HIERARCHY_SEPARATOR = "|"


[docs]def is_in(vals: List, items: List) -> np.ndarray:
    """
    Find elements of vals which are in items.

    Parameters
    ----------
    vals
        The list of values to check

    items
        The options used to determine whether each element of :obj:`vals` is in the
        desired subset or not

    Returns
    -------
    :class:`numpy.ndarray` of :obj:`bool`
        Array of the same length as :obj:`vals` where the element is ``True`` if the
        corresponding element of :obj:`vals` is in :obj:`items` and False otherwise
    """
    return np.array([v in items for v in vals])


[docs]def find_depth(
    meta_col: pd.Series,
    s: str,
    level: Union[int, str],
    separator: str = HIERARCHY_SEPARATOR,
) -> np.ndarray:
    """
    Find all values which match given depth from a filter keyword.

    Parameters
    ----------
    meta_col
        Column in which to find values which match the given depth

    s
        Filter keyword, from which level should be applied

    level
        Depth of value to match as defined by the number of separator in the value name.
        If an int, the depth is matched exactly. If a str, then the depth can be matched
        as either "X-", for all levels up to level "X", or "X+", for all levels above
        level "X".

    separator
        The string used to separate levels in s.

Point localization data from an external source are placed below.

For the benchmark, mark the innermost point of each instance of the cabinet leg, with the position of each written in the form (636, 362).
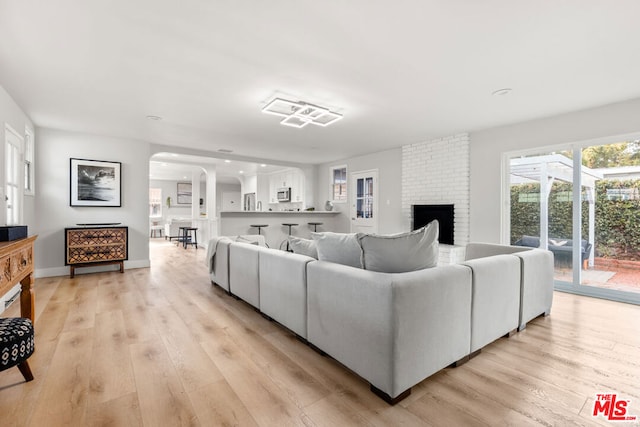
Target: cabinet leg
(27, 298)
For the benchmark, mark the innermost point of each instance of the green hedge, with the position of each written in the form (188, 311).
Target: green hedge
(617, 222)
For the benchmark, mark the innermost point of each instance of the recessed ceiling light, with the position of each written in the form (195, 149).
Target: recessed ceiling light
(502, 92)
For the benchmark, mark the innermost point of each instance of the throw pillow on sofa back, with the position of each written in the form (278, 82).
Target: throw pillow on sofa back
(399, 253)
(303, 246)
(340, 248)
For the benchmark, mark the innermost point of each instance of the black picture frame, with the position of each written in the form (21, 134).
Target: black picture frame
(96, 183)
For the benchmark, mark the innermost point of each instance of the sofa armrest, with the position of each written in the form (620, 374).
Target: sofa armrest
(482, 250)
(495, 306)
(283, 288)
(244, 271)
(392, 329)
(536, 286)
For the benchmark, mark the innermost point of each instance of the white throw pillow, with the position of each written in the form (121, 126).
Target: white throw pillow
(340, 248)
(403, 252)
(303, 246)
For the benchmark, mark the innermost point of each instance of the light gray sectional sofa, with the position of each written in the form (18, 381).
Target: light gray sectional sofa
(392, 329)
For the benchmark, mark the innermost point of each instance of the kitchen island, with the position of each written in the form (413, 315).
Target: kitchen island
(234, 223)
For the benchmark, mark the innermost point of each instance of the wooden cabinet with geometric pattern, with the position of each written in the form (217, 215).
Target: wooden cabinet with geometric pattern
(16, 266)
(90, 246)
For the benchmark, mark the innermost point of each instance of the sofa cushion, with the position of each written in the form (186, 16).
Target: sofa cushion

Defaults to a pipe ("|").

    Returns
    -------
    :class:`numpy.ndarray` of :obj:`bool`
        Array where ``True`` indicates a match

    Raises
    ------
    ValueError
        If :obj:`level` cannot be understood
    """
    # determine function for finding depth level
    if not isinstance(level, str):

        def test(x):
            return level == x

    elif level[-1] == "-":
        _level = int(level[:-1])

        def test(x):
            return _level >= x

    elif level[-1] == "+":
        _level = int(level[:-1])

        def test(x):
            return _level <= x

    else:
        raise ValueError("Unknown level type: {}".format(level))

    # determine depth
    pipe = re.compile(re.escape(separator))
    regexp = str(s).replace("*", "")

    def apply_test(val):
        return test(len(pipe.findall(val.replace(regexp, ""))))

    return [m for m in meta_col.categories if apply_test(m)]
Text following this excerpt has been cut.